Anyway, the new specimen above clearly reads EETI- and all the other reverse die specimens I’ve seen could be read the same way. EETIA must be Latin as the letter combination is unattested in Greek. It’s none too common in Latin. If the word begins EETI- one thinks of the various legendary kings and heros named Eëtion. They are associated with the Greek mainland or Asia Minor. Leypold said he bought his specimen in Amisus and because small bronzes don’t tend to travel far its usually attributed to that location or the general region. No other specimens find spots are known. The lack of a diadem or garland on the obverse head has lead to the assumption it was a portrait of a Roman commander. Speculation then commences about possible Roman commanders active in Asia Minor. The Roman certainly experimented with coinage in the region.
As we puzzle out the legend we might recall that “Accian” Vowels, i.e. the reduplication of vowels to indicate their long vowel length, do appear on Republican coins. [This type of vowel is discussed by Lucilius.]
And, even on provincial issues from Macedonia:
For the type of the last see BM catalogue.
One other clue might be visable on this rather awful specimen:
On this specimen one can see what I think might be a Q under the obverse head. Q or PRO Q is a relativelycommon addition special issues and military coinage of this period. We’ve seen two examples already above. Here are two more from the Crawford sequence:
I grabbed this last example because of the placement under the bust. If there wasn’t the assumption that it was from Asia Minor, I would have speculated Italic or at least Western Mediterranean origins.

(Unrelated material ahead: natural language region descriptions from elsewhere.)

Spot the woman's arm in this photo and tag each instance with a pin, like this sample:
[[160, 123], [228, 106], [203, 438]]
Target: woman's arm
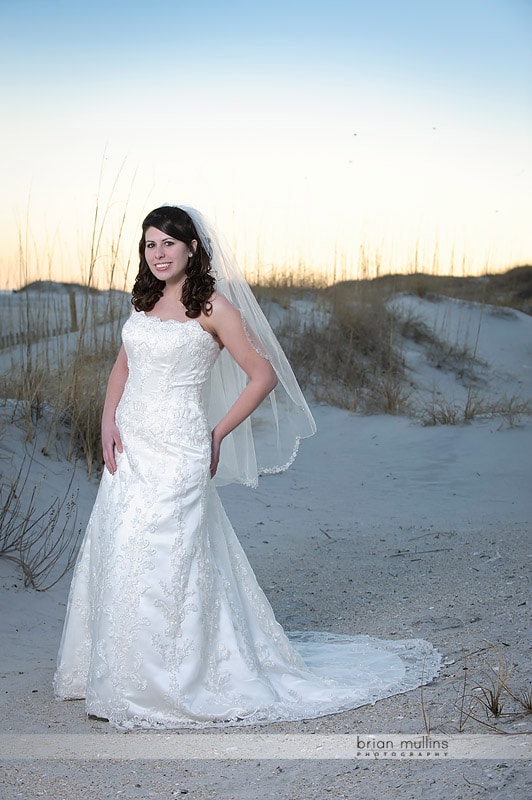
[[110, 432], [225, 323]]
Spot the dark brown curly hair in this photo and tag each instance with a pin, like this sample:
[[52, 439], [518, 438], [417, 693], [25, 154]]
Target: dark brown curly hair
[[199, 283]]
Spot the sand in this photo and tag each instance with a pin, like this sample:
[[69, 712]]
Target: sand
[[383, 526]]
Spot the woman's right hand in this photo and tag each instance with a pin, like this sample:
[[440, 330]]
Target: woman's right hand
[[111, 440]]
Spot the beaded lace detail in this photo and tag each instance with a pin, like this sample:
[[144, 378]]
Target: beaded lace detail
[[166, 625]]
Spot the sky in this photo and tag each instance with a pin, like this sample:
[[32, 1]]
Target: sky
[[342, 136]]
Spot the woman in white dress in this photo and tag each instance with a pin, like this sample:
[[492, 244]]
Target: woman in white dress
[[166, 625]]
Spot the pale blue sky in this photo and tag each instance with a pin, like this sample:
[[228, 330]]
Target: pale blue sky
[[303, 127]]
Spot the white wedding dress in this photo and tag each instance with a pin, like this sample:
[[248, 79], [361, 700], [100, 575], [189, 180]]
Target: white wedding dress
[[166, 624]]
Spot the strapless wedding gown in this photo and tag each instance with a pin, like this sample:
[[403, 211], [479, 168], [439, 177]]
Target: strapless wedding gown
[[166, 625]]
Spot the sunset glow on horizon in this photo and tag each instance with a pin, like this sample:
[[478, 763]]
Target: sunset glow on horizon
[[317, 136]]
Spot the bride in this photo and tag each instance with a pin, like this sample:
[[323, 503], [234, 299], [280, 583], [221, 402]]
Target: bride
[[166, 625]]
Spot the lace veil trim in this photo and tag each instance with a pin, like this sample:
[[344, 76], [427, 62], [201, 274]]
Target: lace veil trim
[[268, 441]]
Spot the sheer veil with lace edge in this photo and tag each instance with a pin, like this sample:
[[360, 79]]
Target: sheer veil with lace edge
[[269, 440]]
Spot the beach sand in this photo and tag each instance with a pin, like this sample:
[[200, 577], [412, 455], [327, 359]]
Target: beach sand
[[382, 526]]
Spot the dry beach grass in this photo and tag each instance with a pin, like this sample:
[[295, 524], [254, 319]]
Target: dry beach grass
[[364, 549]]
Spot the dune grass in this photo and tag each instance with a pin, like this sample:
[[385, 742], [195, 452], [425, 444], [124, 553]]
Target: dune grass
[[58, 343]]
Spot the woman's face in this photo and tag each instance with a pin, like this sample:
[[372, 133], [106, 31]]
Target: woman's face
[[166, 257]]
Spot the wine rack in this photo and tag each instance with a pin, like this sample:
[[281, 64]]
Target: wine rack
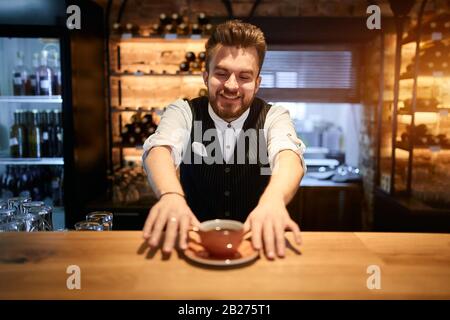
[[418, 143]]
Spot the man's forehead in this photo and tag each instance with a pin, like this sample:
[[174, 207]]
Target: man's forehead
[[222, 54]]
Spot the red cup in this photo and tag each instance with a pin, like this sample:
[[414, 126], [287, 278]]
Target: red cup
[[221, 238]]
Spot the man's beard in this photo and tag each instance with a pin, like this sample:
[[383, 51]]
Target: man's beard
[[229, 111]]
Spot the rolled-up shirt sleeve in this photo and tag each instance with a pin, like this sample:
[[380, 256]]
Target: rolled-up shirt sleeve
[[281, 135], [173, 131]]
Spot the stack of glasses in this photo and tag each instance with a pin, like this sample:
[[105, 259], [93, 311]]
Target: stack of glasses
[[96, 221], [23, 214]]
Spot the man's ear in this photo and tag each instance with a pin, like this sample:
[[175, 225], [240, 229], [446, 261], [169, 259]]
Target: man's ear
[[258, 82], [205, 78]]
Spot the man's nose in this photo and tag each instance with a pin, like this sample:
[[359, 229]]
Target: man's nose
[[231, 83]]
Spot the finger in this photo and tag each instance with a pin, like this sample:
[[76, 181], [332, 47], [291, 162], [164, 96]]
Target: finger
[[256, 227], [152, 214], [193, 220], [279, 237], [296, 231], [157, 228], [182, 235], [247, 225], [269, 241], [171, 234]]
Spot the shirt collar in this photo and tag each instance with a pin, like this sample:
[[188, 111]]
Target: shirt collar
[[222, 124]]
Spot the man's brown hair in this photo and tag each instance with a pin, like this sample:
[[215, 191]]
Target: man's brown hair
[[235, 33]]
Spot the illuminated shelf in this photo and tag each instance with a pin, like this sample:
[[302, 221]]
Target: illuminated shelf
[[32, 161], [145, 74], [31, 99], [442, 111], [158, 39], [435, 148], [121, 146]]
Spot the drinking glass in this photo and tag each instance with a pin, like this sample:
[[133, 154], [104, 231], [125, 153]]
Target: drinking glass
[[30, 220], [105, 218], [16, 203], [6, 215], [13, 226], [88, 226]]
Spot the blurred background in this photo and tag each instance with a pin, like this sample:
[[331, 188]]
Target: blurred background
[[370, 105]]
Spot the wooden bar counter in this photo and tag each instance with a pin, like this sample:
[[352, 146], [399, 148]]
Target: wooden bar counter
[[329, 265]]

The type is closer to the Campanian imagery of two figures holding a pig above the ground than any of the Roman or Marsic scenes.
But finally, given that there only seems to be one obverse die and maybe about four reverse dies amongst all the specimens, not to mention the scarcity of the type, this must be a very low volume production. Why put all this energy into its manufacture?! Who benefited? Is it purely an ideological statement? If so, towards whom is it aimed?